Telehealth Tag Team: Implementation of a Multidisciplinary Telehealth Visit

Prigi Varghese, CPNP, Tanisha Bailey, RN, Meghana Sathe, MD, Preeti Sharma, MD

Problem: COVID-19 halted the day to day operations at our Cystic Fibrosis center. We were required drastically to decrease in-person clinic visits and stop pulmonary function testing. These measures led to the urgent need for telehealth medicine to support and deliver optimal care for our 300+ patients.

Assessment: The notion of telehealth medicine is new to much of our CF team but not to our institution. Psychology was the only department familiar and active on virtual visits prior to the pandemic. Emergency credentialing and approval for all physicians began first, and then spread to advanced providers. Second tier credentialing of dieticians and physical therapist followed. Social work credentialing was last as not seen as a traditional essential telehealth need. Institutional virtual health department offered training and instruction on how to conduct virtual visits using the AmWell platform. Virtual visits started April 2020. Patients were notified of virtual visits and given instructions either by phone or MyChart on how to prepare for the visit. We joined the CFLN Telehealth Innovation lab in March 2020 to work on integration of multiple disciplines to the virtual visits as standard in clinic. Our aim was to increase percentage of successful multidisciplinary telehealth visits from 0% to 95% by December 2020.

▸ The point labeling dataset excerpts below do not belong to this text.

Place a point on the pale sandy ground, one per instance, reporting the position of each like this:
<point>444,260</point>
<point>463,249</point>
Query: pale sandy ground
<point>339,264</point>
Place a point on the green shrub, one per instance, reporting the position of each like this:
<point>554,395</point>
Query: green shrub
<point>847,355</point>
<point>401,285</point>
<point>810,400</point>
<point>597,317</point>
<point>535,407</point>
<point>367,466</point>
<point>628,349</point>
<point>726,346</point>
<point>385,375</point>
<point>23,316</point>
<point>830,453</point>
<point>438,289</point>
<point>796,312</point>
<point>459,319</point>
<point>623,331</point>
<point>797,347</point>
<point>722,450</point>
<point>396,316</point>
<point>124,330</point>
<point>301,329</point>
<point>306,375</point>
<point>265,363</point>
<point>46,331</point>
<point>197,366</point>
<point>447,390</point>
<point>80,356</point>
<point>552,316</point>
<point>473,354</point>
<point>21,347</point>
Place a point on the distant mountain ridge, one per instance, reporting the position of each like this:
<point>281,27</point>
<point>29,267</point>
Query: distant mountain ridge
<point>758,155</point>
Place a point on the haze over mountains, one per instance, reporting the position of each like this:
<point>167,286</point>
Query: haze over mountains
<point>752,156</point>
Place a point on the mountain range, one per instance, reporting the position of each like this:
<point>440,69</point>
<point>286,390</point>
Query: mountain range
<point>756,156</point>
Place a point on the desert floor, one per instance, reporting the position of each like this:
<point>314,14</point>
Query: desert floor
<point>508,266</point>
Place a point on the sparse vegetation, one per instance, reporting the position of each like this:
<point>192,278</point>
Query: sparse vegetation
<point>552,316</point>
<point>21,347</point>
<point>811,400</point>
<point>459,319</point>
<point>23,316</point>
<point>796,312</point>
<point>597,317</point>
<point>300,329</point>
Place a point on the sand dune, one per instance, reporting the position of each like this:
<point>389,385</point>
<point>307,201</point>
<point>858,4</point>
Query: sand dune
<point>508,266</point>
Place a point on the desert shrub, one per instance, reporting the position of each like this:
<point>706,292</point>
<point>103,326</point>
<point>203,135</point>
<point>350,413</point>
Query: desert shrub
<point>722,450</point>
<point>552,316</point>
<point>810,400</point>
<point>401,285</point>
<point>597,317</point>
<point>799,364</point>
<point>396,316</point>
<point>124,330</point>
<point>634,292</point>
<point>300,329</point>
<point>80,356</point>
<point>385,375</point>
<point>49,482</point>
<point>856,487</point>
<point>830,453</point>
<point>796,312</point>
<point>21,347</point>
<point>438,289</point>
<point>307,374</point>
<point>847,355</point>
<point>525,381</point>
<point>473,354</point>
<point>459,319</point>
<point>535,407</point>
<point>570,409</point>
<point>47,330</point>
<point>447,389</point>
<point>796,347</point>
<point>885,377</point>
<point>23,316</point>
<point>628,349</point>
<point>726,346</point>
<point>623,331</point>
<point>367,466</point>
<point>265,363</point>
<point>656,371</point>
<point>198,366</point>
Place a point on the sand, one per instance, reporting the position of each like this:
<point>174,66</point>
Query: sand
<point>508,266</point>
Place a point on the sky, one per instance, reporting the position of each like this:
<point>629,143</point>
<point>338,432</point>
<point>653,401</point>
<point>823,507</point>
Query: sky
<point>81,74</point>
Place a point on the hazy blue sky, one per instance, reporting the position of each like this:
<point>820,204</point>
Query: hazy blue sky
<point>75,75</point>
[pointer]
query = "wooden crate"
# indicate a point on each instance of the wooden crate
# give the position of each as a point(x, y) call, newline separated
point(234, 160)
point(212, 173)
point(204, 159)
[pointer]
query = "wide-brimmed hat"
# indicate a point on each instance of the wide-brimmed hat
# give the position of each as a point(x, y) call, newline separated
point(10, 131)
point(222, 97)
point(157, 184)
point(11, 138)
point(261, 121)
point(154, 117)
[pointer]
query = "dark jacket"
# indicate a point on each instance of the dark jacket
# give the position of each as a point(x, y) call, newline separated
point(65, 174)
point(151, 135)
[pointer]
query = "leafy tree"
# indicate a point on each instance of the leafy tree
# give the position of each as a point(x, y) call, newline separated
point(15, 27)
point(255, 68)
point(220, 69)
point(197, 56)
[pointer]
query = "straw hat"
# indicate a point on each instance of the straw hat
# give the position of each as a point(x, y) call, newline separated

Interventions: Our primary goal was to ensure that virtual patients were seen at least by 2 team members if not more on AmWell. In order to achieve this, we came up with weekly PDSA cycles to trial different groupings of team members on a single call. We also created virtual visit process maps for clinic staff and patients to follow. Telehealth sessions were increased to 60 minutes rather than 30 minutes in order to accommodate the multiple team members. We customized the triage questions on AmWell to our clinic pre visit questions. This enabled providers to visualize at beginning of visit which team members were requested by the family. As the team was remote, we created a telehealth EPIC chat that was utilized by all team members to communicate in real time. The chat helped identify all the team members who needed an invitation to join in on the virtual call and mitigate connection issues. When the patient was in the provider’s waiting room, invitations to all team members were sent via email.

Outcomes: From April 2020- March 2021, we had 297 virtual visits with 225 visits done by 2 team members or more. See Figure 1

While we did not meet the goal of 95%, we were able to sustain this new process at 76%. 43% were seen by 2 team members, 35% by 3, 18% by 4, and less than 5% were seen by 5 or 6 team members. Not every visit required more than one team member. The EPIC telehealth chat in real time was instrumental in team communication.

Conclusion: We are now in sustainability mode with our telehealth process. Our goal continues to be tag teaming to offer the standard multidisciplinary experience for our patients virtually. We will continue to offer virtual visits despite seeing a steep decline since February 2021. We believe that virtual visits will continue to be an important part of care in the future. Next steps involve surveying patients regarding their satisfaction with virtual visit experiences in hopes to continue to improve this platform of care.